The Civil Unions Bill will recognise same-sex partnerships and give them the same rights and duties as married couples, it was revealed this morning.
The Bill is due to be published in the Government Gazette later today.
Public Dialogue and Civil Rights Minister Helena Dalli said the debate about the Bill will start in Parliament tomorrow.
Dr Dalli said that what was important was not just the legislation but the social and cultural aspect linked to gay rights and how the rest of society looked at this community.
"We are people before we are straight, gay, black, white or red," she told reporters.

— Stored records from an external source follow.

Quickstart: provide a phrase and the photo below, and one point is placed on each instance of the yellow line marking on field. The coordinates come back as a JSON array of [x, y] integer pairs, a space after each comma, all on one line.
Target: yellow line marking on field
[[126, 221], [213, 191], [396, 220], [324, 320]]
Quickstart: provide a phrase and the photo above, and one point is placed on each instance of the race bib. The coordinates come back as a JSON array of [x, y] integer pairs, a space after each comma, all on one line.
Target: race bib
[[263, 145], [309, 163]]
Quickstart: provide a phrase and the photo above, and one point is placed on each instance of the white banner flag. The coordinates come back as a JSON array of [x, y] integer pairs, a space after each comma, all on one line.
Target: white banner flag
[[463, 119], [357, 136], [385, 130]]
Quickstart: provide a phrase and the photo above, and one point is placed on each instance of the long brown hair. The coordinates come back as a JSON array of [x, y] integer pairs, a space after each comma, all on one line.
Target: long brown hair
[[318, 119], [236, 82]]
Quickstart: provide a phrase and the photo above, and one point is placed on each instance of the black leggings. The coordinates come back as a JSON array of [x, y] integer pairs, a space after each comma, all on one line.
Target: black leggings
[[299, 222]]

"We have to move towards a society that shuns discrimination and everyone enjoys rights to live a happy life."
She said the Bill taken on board by the Government was exactly as it had been put forward by the consultative council on gay rights.
Cyrus Engerer, who leads the consultative council said the proposed law is based on Danish law enacted in the 1980s.
"It is a very short, succinct law that says all rights pertaining to a married heterosexual couple apply to gay partners who join in a civil union," he said.
The Bill also makes provisions for the recognition of gay marriages contracted abroad.
Neil Falzon, a human rights lawyer, involved in the drafting of the Bill said the law was very simple.
Every right and obligation pertaining to marriage applies to civil unions as well.
"This is a very important step for the LGBTI community and a first step towards total equality in marriage."
Gabi Calleja, head of the Malta Gay Rights Movement, welcomed the Bill.
"Our aim remains equality in marriage and this law is closest we can get to marriage without calling it marriage.
"A lot of couples will benefit from this law and solve practical problems they face."
She thanked the Prime Minister for his support to push for this law, as well as LGBT Labour and all those who have for the past decade campaigned for equality.
Asked about the anomaly that may be created by the recognition of gay marriages contracted abroad, Dr Dalli said this was "a positive anomaly to have" because it could push society towards more change in the future.
"We are bound by our electoral programme but this is not a law cast in stone it will evolve along with society," she said.
Dr Dalli said a private members' bill proposed by Opposition MP Claudette Buttigieg to include provisions against discrimination based on sexual orientation in the Constitution, will start to be discussed in Parliament on Wednesday.
The bill gives same sex couples the same rights as married couples in issues such as taxation, inheritance, child adoption and social benefits.